Spotlight Album

Thirst No More

Sandra McCracken with Derek Webb performing at The Grey Eagle in Asheton, NC (Photo: Danielhalton from Wikipedia Commons, Public Domain): World weariness expressing not helplessness but hopefulness…


By Bob Marovich




Sandra McCracken

Integrity Music (released: October 9, 2020)


Regardless of whether Sandra McCracken penned the 10 songs on Patient Kingdom before or during the pandemic, they certainly express well the disquiet of the times. But the world-weariness welling from deep within the Nashville-based singer-songwriter’s soul expresses not helplessness but hopefulness, as if giving testimony to the cyclicality and potentiality of life. And that is what, I believe, the new album is all about.

Songs on Patient Kingdom that are particularly attuned to the times include the gentle and tuneful “You Are With Me,” an ode about the Lord’s power to restore and sustain; and the infectious “Lay My Worry Down,” which encourages everybody to leave their troubles at God’s doorstep. Courage to trust God’s faithfulness during life’s tempests is the subject of “Into the Harbor.” The lessons of Hebrews 11:1 (“Faith is the substance of things hoped for…”) hover over the entire project, sharing profundity with an original McCracken lyric here, delivered with a delicate lift in her voice: “Thirst no more/come and drink…”

‘Patient Kingdom,’ Sandra McCracken, title track from her new album

‘On High Places,’ Sandra McRacken, from Patient Kingdom

With its melodic and singalong chorus, “On High Places” sounds like an ancient folksong. “I am not afraid to be afraid,” McCracken sings, later augmenting this mantra of fearless vulnerability with the anthemic refrain: “We will rise, we will rise.” It reminds me of a line from Faulkner’s short story, “The Bear:” “Be scared. You can’t help that. But don’t be afraid.” It would have been particularly stunning had the ensemble sung a few bars of the “On High Places” refrain a cappella, as they do on the title track.

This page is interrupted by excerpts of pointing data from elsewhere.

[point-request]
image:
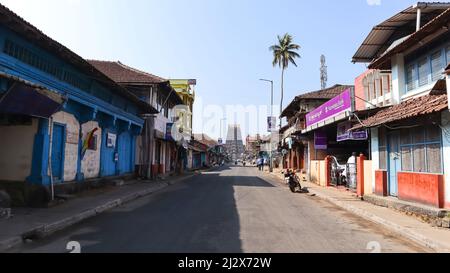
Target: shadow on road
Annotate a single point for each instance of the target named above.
(199, 215)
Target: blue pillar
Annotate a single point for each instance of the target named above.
(39, 167)
(80, 174)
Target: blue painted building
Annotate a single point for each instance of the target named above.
(61, 119)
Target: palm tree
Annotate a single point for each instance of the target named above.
(284, 52)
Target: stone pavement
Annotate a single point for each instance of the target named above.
(30, 223)
(437, 239)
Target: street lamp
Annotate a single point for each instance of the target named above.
(221, 127)
(271, 115)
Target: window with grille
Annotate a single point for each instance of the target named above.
(423, 71)
(421, 149)
(382, 149)
(436, 66)
(411, 77)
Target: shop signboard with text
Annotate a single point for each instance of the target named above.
(344, 132)
(332, 108)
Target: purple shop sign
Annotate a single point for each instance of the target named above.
(320, 140)
(344, 133)
(331, 108)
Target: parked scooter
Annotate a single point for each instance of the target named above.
(293, 181)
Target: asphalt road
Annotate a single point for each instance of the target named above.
(233, 210)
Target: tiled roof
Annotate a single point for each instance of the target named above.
(435, 26)
(205, 139)
(394, 28)
(324, 94)
(17, 24)
(411, 108)
(121, 73)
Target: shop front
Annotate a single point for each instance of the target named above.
(408, 146)
(330, 140)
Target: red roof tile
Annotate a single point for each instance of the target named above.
(324, 94)
(411, 108)
(121, 73)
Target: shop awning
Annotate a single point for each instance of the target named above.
(195, 149)
(27, 99)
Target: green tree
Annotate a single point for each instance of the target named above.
(284, 53)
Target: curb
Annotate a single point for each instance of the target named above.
(393, 227)
(46, 230)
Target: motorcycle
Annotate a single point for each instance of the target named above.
(293, 182)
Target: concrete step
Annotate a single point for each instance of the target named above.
(408, 207)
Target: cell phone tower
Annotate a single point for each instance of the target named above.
(323, 72)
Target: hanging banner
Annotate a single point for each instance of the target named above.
(271, 124)
(344, 133)
(331, 108)
(320, 140)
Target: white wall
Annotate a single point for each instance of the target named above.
(398, 78)
(90, 165)
(375, 154)
(72, 138)
(16, 151)
(446, 152)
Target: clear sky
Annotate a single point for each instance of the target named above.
(221, 43)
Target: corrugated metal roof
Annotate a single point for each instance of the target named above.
(414, 41)
(435, 101)
(23, 28)
(398, 26)
(323, 94)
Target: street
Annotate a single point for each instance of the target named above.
(234, 209)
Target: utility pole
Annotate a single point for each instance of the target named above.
(270, 129)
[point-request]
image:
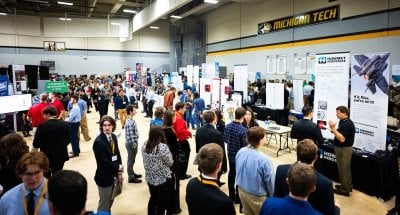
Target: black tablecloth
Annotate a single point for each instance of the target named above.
(371, 175)
(279, 116)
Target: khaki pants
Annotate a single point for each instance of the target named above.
(84, 128)
(343, 160)
(122, 114)
(251, 203)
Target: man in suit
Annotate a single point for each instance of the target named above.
(109, 162)
(203, 195)
(209, 134)
(305, 128)
(52, 138)
(322, 198)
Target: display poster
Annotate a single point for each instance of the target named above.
(331, 88)
(240, 83)
(369, 100)
(298, 95)
(271, 65)
(189, 74)
(310, 62)
(275, 96)
(196, 76)
(215, 93)
(281, 65)
(299, 64)
(205, 90)
(396, 74)
(224, 92)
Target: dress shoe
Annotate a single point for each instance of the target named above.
(183, 177)
(339, 187)
(134, 180)
(137, 175)
(341, 192)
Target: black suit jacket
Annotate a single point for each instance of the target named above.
(107, 169)
(321, 199)
(304, 128)
(203, 196)
(208, 134)
(53, 137)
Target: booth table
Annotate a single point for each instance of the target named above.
(272, 130)
(371, 175)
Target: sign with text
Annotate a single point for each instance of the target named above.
(308, 18)
(369, 96)
(56, 86)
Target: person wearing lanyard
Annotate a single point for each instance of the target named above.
(120, 104)
(29, 196)
(109, 162)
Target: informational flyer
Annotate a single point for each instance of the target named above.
(310, 61)
(281, 65)
(299, 64)
(271, 65)
(331, 88)
(369, 99)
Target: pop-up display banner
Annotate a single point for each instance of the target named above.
(369, 99)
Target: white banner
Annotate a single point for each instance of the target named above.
(240, 83)
(331, 88)
(369, 100)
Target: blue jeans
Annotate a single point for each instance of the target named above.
(189, 118)
(74, 127)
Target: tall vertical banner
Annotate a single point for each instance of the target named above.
(240, 83)
(369, 99)
(331, 88)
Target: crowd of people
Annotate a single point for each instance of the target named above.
(252, 181)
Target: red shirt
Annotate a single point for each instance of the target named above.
(58, 105)
(36, 114)
(180, 128)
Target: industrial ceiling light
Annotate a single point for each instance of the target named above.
(211, 1)
(65, 19)
(65, 3)
(176, 17)
(129, 11)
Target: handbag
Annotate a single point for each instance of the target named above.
(116, 188)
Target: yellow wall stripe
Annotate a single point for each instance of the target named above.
(311, 42)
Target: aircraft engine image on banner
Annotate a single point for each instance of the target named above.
(331, 88)
(369, 100)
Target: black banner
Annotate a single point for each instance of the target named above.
(307, 18)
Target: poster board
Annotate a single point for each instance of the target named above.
(331, 88)
(369, 100)
(275, 96)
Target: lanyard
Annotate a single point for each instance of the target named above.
(38, 204)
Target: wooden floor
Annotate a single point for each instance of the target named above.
(134, 197)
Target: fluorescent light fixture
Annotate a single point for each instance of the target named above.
(176, 17)
(211, 1)
(65, 3)
(129, 11)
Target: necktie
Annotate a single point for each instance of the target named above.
(31, 203)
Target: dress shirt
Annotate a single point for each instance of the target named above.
(235, 138)
(157, 164)
(11, 201)
(74, 114)
(255, 172)
(131, 132)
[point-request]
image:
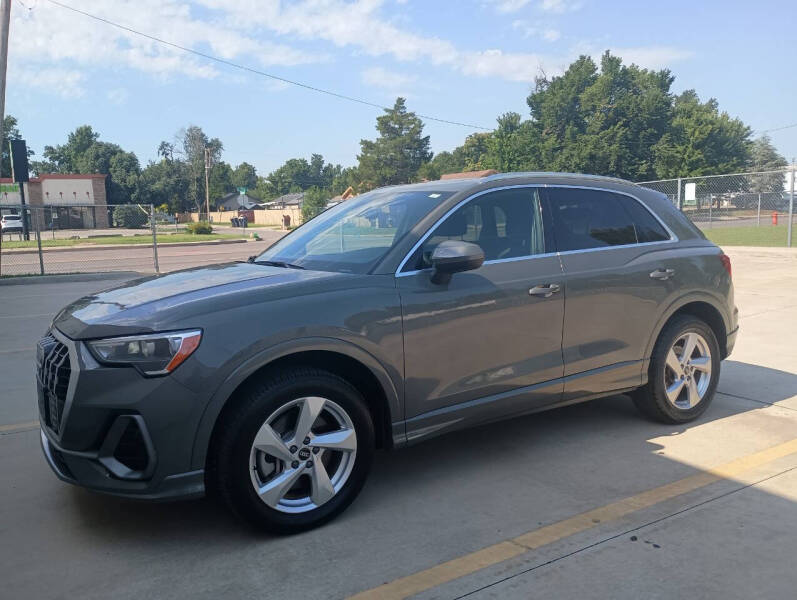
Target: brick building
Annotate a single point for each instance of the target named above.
(61, 201)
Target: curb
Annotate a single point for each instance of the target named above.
(81, 248)
(73, 278)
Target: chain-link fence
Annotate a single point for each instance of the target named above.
(743, 209)
(40, 240)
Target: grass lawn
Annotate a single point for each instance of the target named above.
(163, 238)
(766, 235)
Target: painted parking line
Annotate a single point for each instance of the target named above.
(416, 583)
(18, 427)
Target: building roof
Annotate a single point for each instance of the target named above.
(235, 200)
(44, 176)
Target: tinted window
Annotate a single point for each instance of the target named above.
(505, 224)
(585, 219)
(648, 229)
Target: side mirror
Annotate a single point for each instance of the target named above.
(454, 256)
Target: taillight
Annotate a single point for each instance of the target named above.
(726, 262)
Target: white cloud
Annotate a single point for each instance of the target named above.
(117, 95)
(62, 83)
(560, 6)
(57, 39)
(67, 46)
(528, 30)
(379, 77)
(508, 6)
(495, 63)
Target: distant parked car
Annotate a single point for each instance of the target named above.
(11, 224)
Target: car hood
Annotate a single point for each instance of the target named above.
(149, 304)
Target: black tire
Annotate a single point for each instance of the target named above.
(651, 399)
(229, 473)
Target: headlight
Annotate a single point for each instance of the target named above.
(156, 354)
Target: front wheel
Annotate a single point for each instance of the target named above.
(683, 374)
(296, 452)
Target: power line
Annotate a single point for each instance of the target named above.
(257, 71)
(777, 128)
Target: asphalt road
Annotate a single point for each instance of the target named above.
(588, 501)
(139, 258)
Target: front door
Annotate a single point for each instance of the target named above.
(488, 343)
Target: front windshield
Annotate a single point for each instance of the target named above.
(354, 235)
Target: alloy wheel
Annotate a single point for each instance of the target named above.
(303, 454)
(687, 370)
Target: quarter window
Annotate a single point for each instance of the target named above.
(504, 223)
(648, 229)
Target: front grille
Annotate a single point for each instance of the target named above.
(53, 379)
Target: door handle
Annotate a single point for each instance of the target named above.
(662, 274)
(544, 291)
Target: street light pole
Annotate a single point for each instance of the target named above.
(5, 22)
(207, 185)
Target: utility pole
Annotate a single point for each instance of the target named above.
(5, 21)
(791, 203)
(207, 184)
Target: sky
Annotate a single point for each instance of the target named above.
(460, 60)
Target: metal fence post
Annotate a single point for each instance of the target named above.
(791, 205)
(710, 207)
(154, 237)
(39, 244)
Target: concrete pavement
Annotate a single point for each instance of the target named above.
(728, 535)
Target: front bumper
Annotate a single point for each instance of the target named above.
(113, 430)
(87, 469)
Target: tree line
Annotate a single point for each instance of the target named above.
(608, 119)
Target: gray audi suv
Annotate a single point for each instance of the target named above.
(395, 316)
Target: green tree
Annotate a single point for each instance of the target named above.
(84, 152)
(600, 121)
(701, 140)
(124, 171)
(399, 150)
(764, 157)
(314, 202)
(192, 141)
(221, 182)
(244, 175)
(10, 132)
(166, 182)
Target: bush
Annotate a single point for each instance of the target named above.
(130, 216)
(200, 228)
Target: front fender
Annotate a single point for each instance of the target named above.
(269, 355)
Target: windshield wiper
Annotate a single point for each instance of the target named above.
(274, 263)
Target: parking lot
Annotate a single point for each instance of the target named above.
(587, 501)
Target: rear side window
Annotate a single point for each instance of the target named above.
(648, 229)
(584, 219)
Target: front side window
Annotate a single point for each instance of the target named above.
(504, 223)
(354, 235)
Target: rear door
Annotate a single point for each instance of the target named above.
(618, 272)
(482, 346)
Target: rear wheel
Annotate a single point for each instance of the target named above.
(683, 373)
(296, 451)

‘Into the Harbor,’ Sandra McCracken, from Patient Kingdom

‘Thirst No More,’ Sandra McCracken, from Patient Kingdom

McCracken’s songs owe as much to the folk idiom as to the shape-note hymnody of Southern Harmony. They also seem intended not just for solo voice but for the lusty singing of a chorus of one thousand. Perhaps, when the better days Sandra McCracken sings about come to pass, and they will come to pass, a thousand singers can do just that.